I'm working with a very nested XML file and the path is critical for understanding. This answer enables me to print both the path and value: Python xml absolute path
What I can't figure out is how to output the result in a more usable way (trying to construct a dataframe listing Path and Value).

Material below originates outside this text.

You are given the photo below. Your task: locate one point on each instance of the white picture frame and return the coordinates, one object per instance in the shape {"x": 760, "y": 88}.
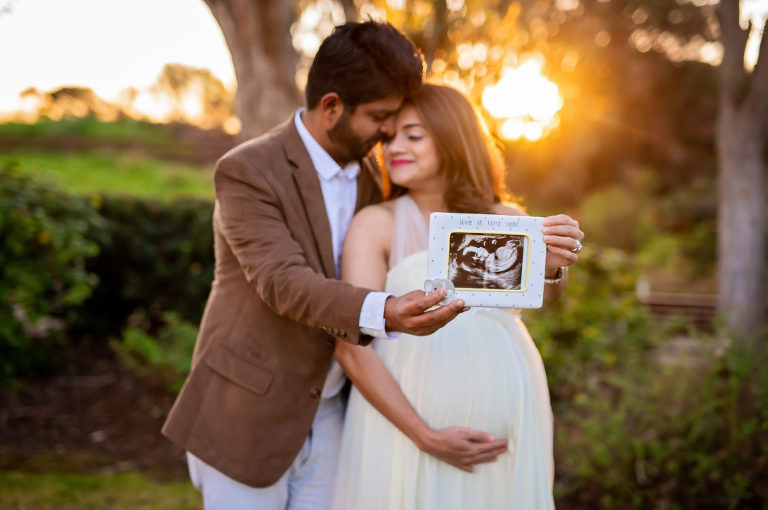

For example, from the linked example:
<A>
<B>foo</B>
<C>
<D>On</D>
</C>
<E>Auto</E>
<F>
<G>
<H>shoo</H>
<I>Off</I>
</G>
</F>
</A>
from lxml import etree
root = etree.XML(your_xml_string)
def print_path_of_elems(elem, elem_path=""):
for child in elem:
if not child.getchildren() and child.text:
# leaf node with text => print
print "%s/%s, %s" % (elem_path, child.tag, child.text)
else:
# node with child elements => recurse
print_path_of_elems(child, "%s/%s" % (elem_path, child.tag))
print_path_of_elems(root, root.tag)
Results in the following printout:
/A/B, foo
/A/C/D, On
/A/E, Auto
/A/F/G/H, shoo
/A/F/G/I, Off
I believe yield is the correct technique but I'm getting no where, current attempt returns nothing:
from lxml import etree
root = etree.XML(your_xml_string)
def yield_path_of_elems(elem, elem_path=""):
for child in elem:
if not child.getchildren() and child.text:
ylddict = {'Path':elem_path, 'Value':child.text}
yield(ylddict)
else:
# node with child elements => recurse
yield_path_of_elems(child, "%s/%s" % (elem_path, child.tag))
for i in yield_path_of_elems(root):
#print for simplicity in example, otherwise turn into DF and concat
print(i)
From experimenting I believe when I use yield or return the recursion doesn't function correctly.
CodePudding user response:
You need to pass the values yielded by the recursive call back to the original caller. So change:
yield_path_of_elems(child, "%s/%s" % (elem_path, child.tag))
to
yield from yield_path_of_elems(child, "%s/%s" % (elem_path, child.tag))
This is analogous to the way you have to use return recursive_call(...) in a normal recursive function.